We are noticing a lot lately that we are finding ourselves in situations where we can be a link or a bridge that helps people in tough situations. Putting people together who can help one another, going alongside someone for a period in a complex situation, speaking kindness or peace where there’s been sorrow.

This is the bread and butter of grassroots community transformation because first it connects people. It feels as though people are losing many of the traditional means by which they would connect – here in Cirencester, all the working men’s clubs and workplace sports and social clubs have closed down. Folks simply don’t have the money to go out eating and drinking, and the churches don’t offer much that fills this gap.  Some of the charities have stopped some of their outreach  activity because it became oversubscribed and they were inundated and couldn’t afford to keep going. So places and means by which people can connect with one another are hugely important to the good health and wellbeing of an area, and for us this is part of what we mean by the Kingdom of Heaven. We try and offer this at the Upper Room and on trips and in group activities.

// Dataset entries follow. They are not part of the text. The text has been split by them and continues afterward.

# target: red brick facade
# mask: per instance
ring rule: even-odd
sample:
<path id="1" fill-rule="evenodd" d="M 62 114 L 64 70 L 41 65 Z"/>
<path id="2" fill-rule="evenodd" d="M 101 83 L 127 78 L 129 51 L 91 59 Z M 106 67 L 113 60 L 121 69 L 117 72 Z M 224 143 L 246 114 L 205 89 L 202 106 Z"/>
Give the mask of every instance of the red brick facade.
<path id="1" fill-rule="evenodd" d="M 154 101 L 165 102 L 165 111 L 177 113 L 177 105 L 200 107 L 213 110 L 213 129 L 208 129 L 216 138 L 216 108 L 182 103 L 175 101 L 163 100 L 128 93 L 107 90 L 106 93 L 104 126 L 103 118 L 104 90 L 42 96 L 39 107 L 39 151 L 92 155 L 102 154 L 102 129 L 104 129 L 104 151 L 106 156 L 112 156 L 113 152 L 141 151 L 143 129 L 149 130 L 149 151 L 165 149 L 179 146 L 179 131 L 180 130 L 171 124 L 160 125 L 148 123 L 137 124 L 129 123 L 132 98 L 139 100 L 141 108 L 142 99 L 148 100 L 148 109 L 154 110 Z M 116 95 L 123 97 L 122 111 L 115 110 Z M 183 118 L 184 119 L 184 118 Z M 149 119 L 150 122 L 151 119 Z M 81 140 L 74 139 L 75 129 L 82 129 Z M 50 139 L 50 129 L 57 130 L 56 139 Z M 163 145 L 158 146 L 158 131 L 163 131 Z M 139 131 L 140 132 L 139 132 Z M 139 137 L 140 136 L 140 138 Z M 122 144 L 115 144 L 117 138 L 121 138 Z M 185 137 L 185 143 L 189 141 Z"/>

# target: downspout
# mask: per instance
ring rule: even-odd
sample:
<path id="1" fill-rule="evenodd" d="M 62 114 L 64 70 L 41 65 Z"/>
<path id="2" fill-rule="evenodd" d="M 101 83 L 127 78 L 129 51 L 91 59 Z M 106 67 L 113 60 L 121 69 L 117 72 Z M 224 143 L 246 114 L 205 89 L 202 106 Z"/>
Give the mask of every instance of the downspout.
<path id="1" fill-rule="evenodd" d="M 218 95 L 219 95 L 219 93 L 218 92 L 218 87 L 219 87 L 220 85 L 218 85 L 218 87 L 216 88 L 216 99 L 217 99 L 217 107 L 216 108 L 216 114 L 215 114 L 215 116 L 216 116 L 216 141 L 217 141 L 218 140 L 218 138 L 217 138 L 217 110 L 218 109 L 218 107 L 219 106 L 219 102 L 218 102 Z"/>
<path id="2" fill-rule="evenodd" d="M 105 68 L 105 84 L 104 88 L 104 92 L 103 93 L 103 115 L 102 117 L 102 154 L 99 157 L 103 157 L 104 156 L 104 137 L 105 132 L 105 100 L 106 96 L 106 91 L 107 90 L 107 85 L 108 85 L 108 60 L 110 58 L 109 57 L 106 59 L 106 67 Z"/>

I’ve just come across the work of Margaret Wheatley and am blown away by her book

Turning To One Another.

I don’t know if I’ve ever read a more powerful book about human relationships in community development. And it is the simplest to read too – like an easy read version of Laurie Green’s Lets Do Theology! She raises a series of questions to discuss, conversation starters designed to restore confidence in our fellow humans and galvanise action for the common good. Read it – it will restore your flagging energy!!

One of the brilliant things she reminds us of is the importance of time and space to think and reflect, to pause and dream as a way of processing the world around us. She says: As the world speeds up, we’re giving away these wonderful human capacities. Do you have as much time to think as you did a year ago? …If you pause for a moment and see what we’re losing as we speed up, I can’t imagine we would continue with this bargain. We’re forfeiting the very things that make us human…I hope we’ll be brave enough to slow things  down.”

This interests me as we journey with people who by and large have not been able to keep up with this frenzied pace of life, and they feel life is passing them by and they have  nothing to offer. And yet, they have the unique wisdom that comes from suffering, and from questioning. They have been the best teachers I’ve ever met, and have survived incredible tragedy and struggle with such dignity. Humans are the building blocks of life  and  this book restores their wisdom to the centre of community life.